Presler had to cancel his scheduled cleanups from April through mid-May because of the coronavirus pandemic, but traveled to Georgia for an event as soon as the state opened up. He wore gloves, a mask and practiced social distancing protocols and didn’t mind the stigma that came with entering the first area of the country to open back up.
“That’s kind of why we wanted to do it, to offer hope to people,” he said. “There is a way to continue living our lives while also still being smart.”
Presler didn’t like the way coronavirus was handled in many areas and wants “less government” with “more freedom” as a result. He feels that the GOP taking control of the House of Representatives in November could help make that happen – so he’s putting an emphasis on registering voters in particular areas.
“Republicans need 18 seats to flip the House from blue to red, just 18,” Presler said, noting that he has strategically focused on specific House districts during his upcoming cleanup efforts – such as Beaufort, S.C., a district that flipped blue in 2018.
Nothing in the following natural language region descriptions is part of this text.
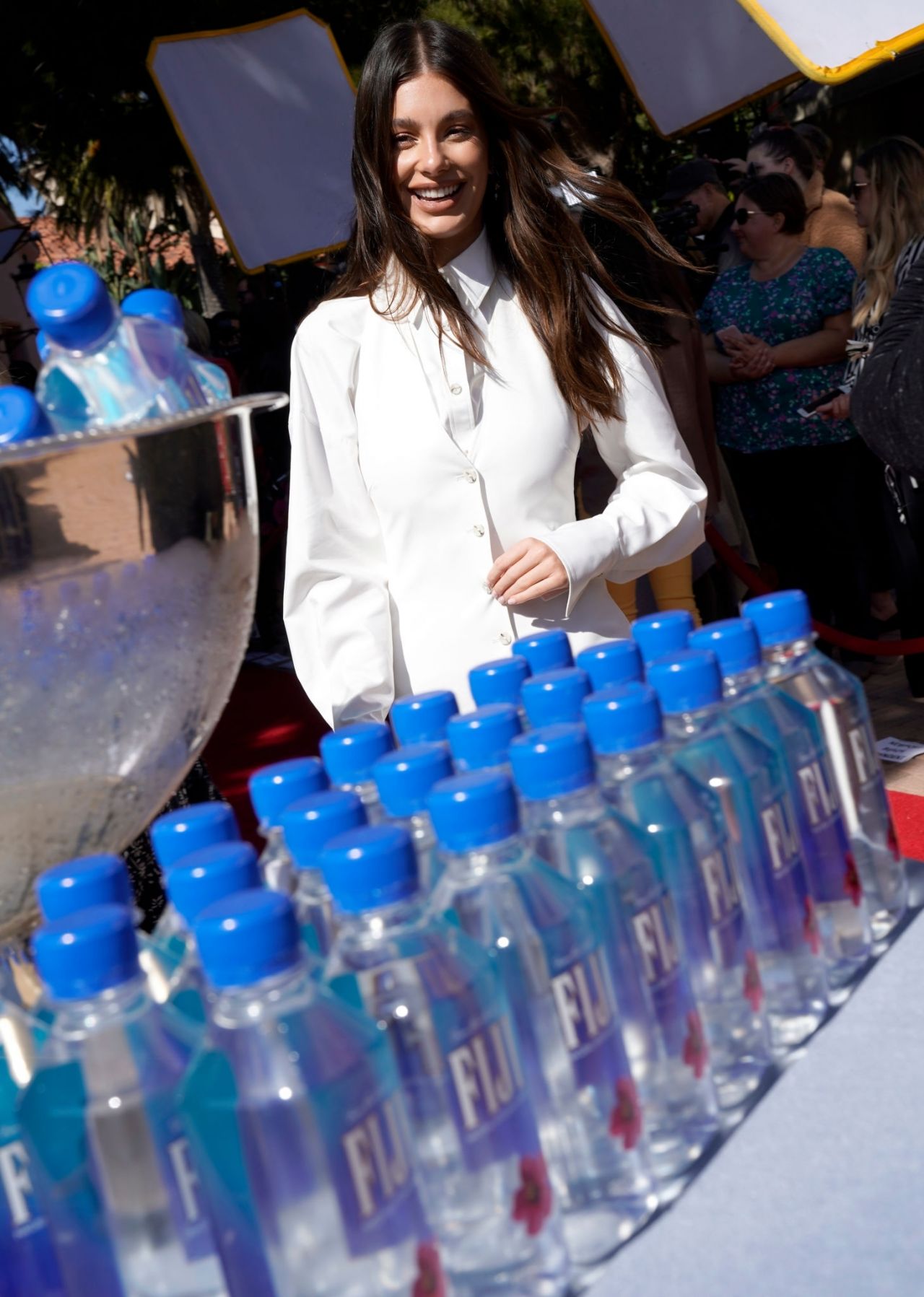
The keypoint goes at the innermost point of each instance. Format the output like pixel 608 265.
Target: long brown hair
pixel 535 243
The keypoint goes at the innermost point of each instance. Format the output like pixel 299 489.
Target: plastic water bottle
pixel 437 996
pixel 616 662
pixel 21 416
pixel 349 755
pixel 499 681
pixel 557 977
pixel 481 740
pixel 570 826
pixel 662 633
pixel 423 717
pixel 796 737
pixel 751 797
pixel 554 696
pixel 102 1124
pixel 273 790
pixel 179 833
pixel 104 371
pixel 309 825
pixel 837 701
pixel 546 650
pixel 297 1122
pixel 404 779
pixel 691 846
pixel 156 304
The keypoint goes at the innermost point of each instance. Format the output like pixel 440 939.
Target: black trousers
pixel 814 515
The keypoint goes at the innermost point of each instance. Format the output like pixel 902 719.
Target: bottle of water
pixel 837 701
pixel 569 826
pixel 179 833
pixel 102 1124
pixel 156 304
pixel 273 790
pixel 554 696
pixel 499 681
pixel 662 633
pixel 104 371
pixel 616 662
pixel 481 740
pixel 309 825
pixel 423 717
pixel 543 935
pixel 437 996
pixel 297 1122
pixel 404 779
pixel 693 856
pixel 795 735
pixel 349 755
pixel 21 416
pixel 741 776
pixel 546 650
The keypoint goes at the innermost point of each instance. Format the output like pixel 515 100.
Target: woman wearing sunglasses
pixel 775 333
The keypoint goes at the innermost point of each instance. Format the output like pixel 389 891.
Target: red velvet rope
pixel 757 585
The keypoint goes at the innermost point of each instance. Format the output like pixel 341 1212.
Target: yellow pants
pixel 671 587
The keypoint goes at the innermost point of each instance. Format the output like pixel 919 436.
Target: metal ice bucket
pixel 128 576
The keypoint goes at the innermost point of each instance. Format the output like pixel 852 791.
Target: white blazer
pixel 413 471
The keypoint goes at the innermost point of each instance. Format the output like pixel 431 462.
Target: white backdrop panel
pixel 266 115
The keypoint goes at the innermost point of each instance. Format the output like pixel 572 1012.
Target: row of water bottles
pixel 487 996
pixel 103 364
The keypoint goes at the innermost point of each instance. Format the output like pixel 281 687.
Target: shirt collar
pixel 473 271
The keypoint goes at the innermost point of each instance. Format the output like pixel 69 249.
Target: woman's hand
pixel 528 569
pixel 836 409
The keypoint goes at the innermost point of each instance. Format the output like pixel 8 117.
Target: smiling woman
pixel 440 393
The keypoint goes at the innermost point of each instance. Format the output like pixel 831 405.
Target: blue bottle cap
pixel 499 681
pixel 206 875
pixel 481 740
pixel 21 416
pixel 623 719
pixel 351 753
pixel 82 883
pixel 780 618
pixel 662 633
pixel 548 650
pixel 554 696
pixel 248 937
pixel 471 811
pixel 309 824
pixel 279 785
pixel 81 955
pixel 733 642
pixel 552 761
pixel 370 867
pixel 686 681
pixel 405 777
pixel 616 662
pixel 70 302
pixel 423 717
pixel 190 829
pixel 154 304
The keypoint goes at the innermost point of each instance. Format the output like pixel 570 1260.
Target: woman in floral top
pixel 775 335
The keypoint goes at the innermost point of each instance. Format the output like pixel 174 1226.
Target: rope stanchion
pixel 757 585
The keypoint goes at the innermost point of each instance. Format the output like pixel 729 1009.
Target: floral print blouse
pixel 763 414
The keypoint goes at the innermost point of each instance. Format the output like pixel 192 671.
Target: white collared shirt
pixel 414 468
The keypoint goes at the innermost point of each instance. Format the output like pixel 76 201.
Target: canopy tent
pixel 689 63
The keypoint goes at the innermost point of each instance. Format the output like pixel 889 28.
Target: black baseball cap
pixel 688 177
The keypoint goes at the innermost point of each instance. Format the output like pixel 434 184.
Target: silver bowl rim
pixel 38 447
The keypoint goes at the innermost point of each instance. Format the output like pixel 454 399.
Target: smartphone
pixel 810 409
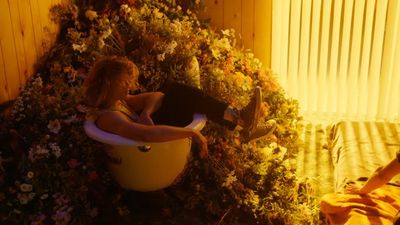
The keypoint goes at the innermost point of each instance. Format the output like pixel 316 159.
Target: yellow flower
pixel 90 14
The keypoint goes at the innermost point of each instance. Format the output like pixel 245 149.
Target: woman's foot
pixel 251 113
pixel 261 132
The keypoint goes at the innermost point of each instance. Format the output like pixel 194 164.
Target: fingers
pixel 202 142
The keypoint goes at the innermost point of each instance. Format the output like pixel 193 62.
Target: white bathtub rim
pixel 199 121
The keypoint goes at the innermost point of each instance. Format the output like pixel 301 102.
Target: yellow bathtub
pixel 143 166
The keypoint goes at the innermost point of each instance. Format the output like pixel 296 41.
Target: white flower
pixel 229 180
pixel 54 126
pixel 90 14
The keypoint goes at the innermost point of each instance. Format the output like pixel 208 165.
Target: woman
pixel 380 177
pixel 160 113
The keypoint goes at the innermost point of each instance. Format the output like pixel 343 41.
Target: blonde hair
pixel 106 74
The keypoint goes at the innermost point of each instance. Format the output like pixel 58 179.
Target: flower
pixel 55 149
pixel 30 174
pixel 79 47
pixel 37 152
pixel 230 179
pixel 90 14
pixel 73 163
pixel 92 176
pixel 54 126
pixel 25 187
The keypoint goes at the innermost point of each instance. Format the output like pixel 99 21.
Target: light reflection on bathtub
pixel 145 166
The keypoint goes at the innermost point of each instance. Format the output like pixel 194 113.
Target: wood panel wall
pixel 251 19
pixel 26 34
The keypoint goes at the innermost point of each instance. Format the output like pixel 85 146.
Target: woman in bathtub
pixel 159 116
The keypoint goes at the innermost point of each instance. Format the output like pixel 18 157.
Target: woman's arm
pixel 147 102
pixel 380 177
pixel 117 123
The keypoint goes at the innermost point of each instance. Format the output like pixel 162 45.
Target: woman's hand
pixel 353 188
pixel 145 119
pixel 202 142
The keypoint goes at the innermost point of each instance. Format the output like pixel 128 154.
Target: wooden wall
pixel 251 19
pixel 26 33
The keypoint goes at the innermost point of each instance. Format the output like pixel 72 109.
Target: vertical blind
pixel 339 58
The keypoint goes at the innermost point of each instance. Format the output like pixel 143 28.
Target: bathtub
pixel 143 166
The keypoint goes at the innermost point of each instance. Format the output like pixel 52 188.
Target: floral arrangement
pixel 52 173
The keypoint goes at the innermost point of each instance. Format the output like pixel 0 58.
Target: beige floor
pixel 314 160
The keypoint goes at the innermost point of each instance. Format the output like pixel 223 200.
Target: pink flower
pixel 73 163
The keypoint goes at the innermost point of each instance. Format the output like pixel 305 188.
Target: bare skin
pixel 144 129
pixel 379 178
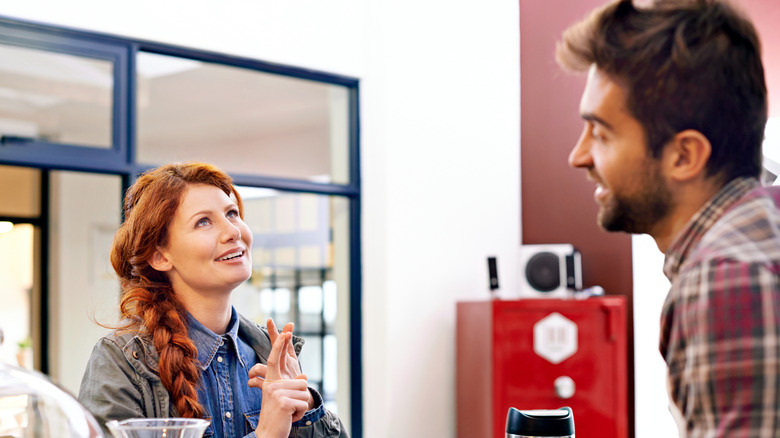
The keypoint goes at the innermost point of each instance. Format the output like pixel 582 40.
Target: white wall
pixel 653 418
pixel 440 158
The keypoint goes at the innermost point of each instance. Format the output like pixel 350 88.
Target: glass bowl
pixel 158 427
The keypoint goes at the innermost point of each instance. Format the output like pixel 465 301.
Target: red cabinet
pixel 542 354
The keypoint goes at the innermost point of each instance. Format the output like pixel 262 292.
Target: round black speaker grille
pixel 543 271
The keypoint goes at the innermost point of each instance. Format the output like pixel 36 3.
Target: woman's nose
pixel 230 231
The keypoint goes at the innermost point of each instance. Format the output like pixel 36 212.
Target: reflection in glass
pixel 16 284
pixel 244 121
pixel 55 97
pixel 300 266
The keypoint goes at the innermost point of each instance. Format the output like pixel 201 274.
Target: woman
pixel 183 350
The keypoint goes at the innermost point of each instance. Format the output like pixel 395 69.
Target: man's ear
pixel 686 155
pixel 160 262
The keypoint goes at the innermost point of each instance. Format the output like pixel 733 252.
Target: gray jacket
pixel 122 381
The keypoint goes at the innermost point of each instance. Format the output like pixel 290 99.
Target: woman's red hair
pixel 148 303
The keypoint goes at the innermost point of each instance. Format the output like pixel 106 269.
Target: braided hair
pixel 148 303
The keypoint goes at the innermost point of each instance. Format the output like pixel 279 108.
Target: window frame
pixel 120 159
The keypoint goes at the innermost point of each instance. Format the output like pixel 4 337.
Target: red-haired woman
pixel 182 349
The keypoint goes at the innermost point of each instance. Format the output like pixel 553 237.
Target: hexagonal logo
pixel 555 338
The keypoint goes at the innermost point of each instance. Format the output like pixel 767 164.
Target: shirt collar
pixel 207 342
pixel 700 222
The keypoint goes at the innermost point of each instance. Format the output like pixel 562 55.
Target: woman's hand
pixel 285 400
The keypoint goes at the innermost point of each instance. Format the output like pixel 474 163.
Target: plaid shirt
pixel 720 325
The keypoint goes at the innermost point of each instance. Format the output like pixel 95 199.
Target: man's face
pixel 630 186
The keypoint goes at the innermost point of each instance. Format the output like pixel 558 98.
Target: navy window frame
pixel 120 160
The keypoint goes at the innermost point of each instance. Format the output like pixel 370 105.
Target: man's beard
pixel 639 211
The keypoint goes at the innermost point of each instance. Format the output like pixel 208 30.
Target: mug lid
pixel 540 422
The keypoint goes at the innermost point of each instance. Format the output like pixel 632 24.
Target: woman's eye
pixel 202 222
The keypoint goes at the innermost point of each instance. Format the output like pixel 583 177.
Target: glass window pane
pixel 242 120
pixel 55 97
pixel 300 260
pixel 83 288
pixel 20 191
pixel 16 284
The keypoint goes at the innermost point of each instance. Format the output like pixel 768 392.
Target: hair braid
pixel 148 302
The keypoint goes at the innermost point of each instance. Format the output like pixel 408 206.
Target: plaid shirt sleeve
pixel 720 331
pixel 723 351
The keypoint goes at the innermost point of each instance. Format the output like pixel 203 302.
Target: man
pixel 674 110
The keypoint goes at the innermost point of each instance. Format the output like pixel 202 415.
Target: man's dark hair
pixel 692 64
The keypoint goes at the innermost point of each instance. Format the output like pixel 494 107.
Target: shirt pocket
pixel 210 429
pixel 252 418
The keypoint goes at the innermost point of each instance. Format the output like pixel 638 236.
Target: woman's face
pixel 209 246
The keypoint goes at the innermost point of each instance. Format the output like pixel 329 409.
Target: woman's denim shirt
pixel 122 381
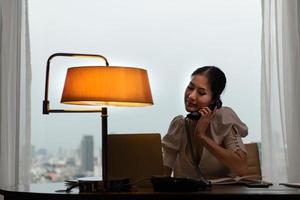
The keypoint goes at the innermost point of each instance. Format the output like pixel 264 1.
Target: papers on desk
pixel 249 181
pixel 293 185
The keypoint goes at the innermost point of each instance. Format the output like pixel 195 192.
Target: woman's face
pixel 197 94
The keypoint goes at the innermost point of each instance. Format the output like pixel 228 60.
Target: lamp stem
pixel 104 147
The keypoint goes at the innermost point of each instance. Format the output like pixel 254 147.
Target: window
pixel 168 38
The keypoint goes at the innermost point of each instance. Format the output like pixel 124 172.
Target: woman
pixel 211 145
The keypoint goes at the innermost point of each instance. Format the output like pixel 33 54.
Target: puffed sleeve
pixel 172 140
pixel 230 129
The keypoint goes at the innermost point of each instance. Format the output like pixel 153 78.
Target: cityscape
pixel 66 164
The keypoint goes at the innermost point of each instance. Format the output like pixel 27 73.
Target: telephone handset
pixel 196 115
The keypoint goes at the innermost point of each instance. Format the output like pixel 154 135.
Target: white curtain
pixel 15 94
pixel 280 90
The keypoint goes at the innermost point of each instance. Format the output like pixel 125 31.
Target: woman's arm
pixel 235 160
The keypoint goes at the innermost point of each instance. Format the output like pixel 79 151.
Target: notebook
pixel 135 156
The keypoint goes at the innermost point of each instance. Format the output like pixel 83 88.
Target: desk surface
pixel 47 192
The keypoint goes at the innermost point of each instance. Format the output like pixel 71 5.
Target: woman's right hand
pixel 203 122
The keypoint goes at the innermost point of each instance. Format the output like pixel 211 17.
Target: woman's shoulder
pixel 226 118
pixel 226 113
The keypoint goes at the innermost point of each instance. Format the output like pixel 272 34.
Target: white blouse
pixel 226 129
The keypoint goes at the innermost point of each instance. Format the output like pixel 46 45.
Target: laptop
pixel 134 156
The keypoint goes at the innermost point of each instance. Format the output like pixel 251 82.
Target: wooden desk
pixel 47 192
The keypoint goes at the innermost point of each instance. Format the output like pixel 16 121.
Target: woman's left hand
pixel 203 122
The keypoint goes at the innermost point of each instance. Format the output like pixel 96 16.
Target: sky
pixel 169 39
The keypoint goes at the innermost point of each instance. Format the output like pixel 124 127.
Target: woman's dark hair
pixel 216 79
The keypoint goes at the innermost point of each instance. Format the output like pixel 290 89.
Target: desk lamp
pixel 101 86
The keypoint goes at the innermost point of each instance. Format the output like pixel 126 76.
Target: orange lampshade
pixel 102 85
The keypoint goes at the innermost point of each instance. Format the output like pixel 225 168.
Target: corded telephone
pixel 196 115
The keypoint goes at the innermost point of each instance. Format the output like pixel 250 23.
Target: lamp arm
pixel 46 106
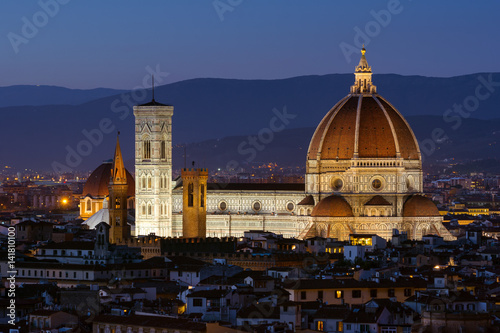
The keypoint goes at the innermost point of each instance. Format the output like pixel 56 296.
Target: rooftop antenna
pixel 185 157
pixel 153 86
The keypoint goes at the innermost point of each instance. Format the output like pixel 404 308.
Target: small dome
pixel 98 181
pixel 332 206
pixel 307 201
pixel 378 200
pixel 419 206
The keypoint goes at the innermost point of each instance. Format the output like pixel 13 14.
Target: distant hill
pixel 207 109
pixel 50 95
pixel 476 139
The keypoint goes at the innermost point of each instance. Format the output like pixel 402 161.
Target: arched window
pixel 163 150
pixel 202 196
pixel 190 195
pixel 146 149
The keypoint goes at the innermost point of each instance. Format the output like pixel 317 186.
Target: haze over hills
pixel 50 95
pixel 208 109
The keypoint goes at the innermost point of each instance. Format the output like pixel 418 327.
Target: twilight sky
pixel 90 44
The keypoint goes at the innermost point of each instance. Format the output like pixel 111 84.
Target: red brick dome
pixel 98 181
pixel 332 206
pixel 380 130
pixel 419 206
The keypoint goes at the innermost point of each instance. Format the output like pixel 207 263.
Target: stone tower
pixel 194 203
pixel 118 189
pixel 153 168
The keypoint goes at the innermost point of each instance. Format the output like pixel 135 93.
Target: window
pixel 163 150
pixel 190 194
pixel 147 149
pixel 202 195
pixel 356 294
pixel 377 184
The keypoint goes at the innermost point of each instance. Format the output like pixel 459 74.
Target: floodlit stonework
pixel 363 175
pixel 153 168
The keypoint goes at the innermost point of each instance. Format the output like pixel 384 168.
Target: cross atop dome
pixel 363 77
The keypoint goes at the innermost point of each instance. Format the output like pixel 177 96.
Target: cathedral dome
pixel 364 125
pixel 98 181
pixel 332 206
pixel 419 206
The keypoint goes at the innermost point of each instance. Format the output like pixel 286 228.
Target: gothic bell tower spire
pixel 118 173
pixel 118 189
pixel 363 77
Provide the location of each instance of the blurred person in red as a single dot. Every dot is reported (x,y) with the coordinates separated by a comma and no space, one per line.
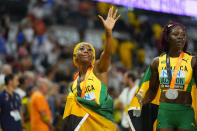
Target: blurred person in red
(10,106)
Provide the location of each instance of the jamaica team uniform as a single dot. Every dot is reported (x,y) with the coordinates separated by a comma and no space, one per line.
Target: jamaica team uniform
(176,115)
(94,111)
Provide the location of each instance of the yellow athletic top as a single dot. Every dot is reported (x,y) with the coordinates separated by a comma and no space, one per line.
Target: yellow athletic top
(95,89)
(184,76)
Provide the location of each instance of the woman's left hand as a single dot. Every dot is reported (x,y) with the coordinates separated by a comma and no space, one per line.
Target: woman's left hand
(110,20)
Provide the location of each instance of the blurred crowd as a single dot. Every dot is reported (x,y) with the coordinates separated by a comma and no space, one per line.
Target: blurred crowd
(41,62)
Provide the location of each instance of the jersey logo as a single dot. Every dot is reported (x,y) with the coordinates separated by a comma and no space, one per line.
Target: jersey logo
(90,96)
(185,60)
(90,79)
(179,83)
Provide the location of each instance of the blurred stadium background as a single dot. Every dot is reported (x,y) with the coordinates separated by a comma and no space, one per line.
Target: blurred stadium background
(37,38)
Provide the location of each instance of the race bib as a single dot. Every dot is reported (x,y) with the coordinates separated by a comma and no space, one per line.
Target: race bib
(90,96)
(16,115)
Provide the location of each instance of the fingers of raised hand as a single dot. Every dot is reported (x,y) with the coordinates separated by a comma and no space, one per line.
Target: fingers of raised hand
(101,18)
(113,14)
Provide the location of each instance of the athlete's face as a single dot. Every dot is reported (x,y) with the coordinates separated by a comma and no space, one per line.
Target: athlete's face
(84,54)
(177,38)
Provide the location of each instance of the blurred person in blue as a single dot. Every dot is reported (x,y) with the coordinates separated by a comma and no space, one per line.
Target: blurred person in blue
(10,106)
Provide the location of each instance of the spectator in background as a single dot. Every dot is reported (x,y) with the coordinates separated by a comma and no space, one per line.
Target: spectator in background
(26,107)
(20,90)
(41,119)
(10,106)
(3,50)
(84,9)
(125,98)
(6,70)
(5,23)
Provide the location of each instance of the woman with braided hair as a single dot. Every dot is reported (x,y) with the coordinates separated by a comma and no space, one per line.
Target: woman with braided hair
(88,106)
(174,75)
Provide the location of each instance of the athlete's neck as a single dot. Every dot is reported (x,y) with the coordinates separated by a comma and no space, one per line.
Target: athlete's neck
(173,53)
(83,70)
(10,90)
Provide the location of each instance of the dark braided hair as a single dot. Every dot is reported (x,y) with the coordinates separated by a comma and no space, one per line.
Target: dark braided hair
(163,42)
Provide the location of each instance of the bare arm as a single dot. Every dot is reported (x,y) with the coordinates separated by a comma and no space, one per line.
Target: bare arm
(154,82)
(103,63)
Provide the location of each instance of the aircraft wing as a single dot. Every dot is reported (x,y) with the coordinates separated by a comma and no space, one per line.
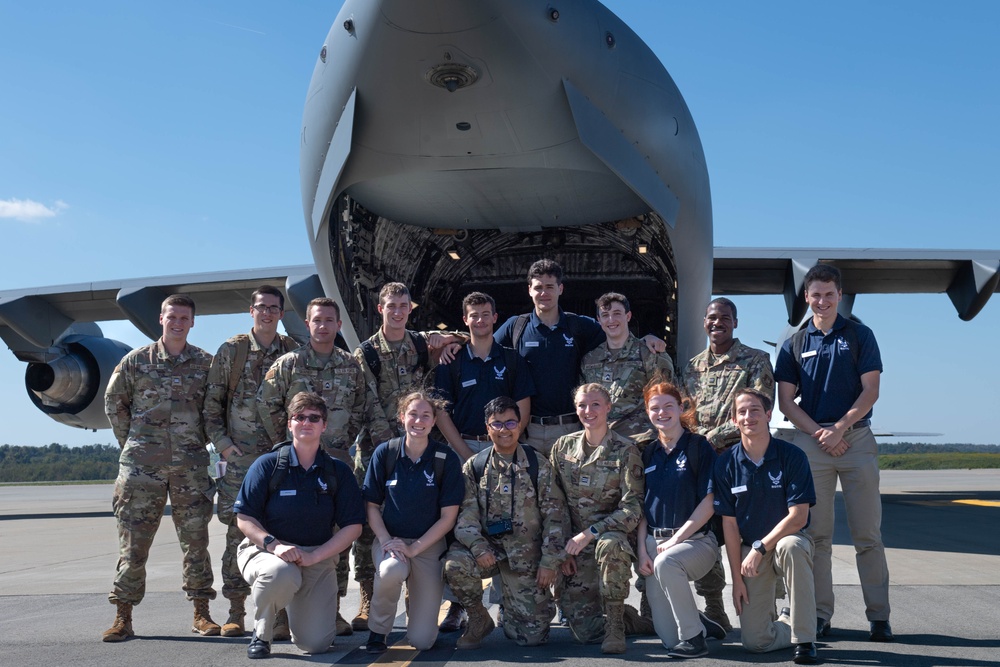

“I’m focusing strategically to flip it back,” he said, adding that he has similar plans for blue districts in Texas and California.
“I want to be able to live my life, so long that I can do whatever I want and it's not affecting anybody else,” Presler said. “As we’ve seen with the COVID responses and all of these lockdowns, who we chose as our governors, our mayors and sheriffs is going to have a really big impact on how we’re able to get about on our day-to-day lives.”
While Presler has been at events with the president, he hasn’t formally met the man he’s working so hard to reelect. He doesn’t have political aspirations for himself but wouldn’t mind seeing his efforts evolve into a formal relationship with the Trump administration.
“I often joke that the only man I would cut my hair for is President Trump,” he said.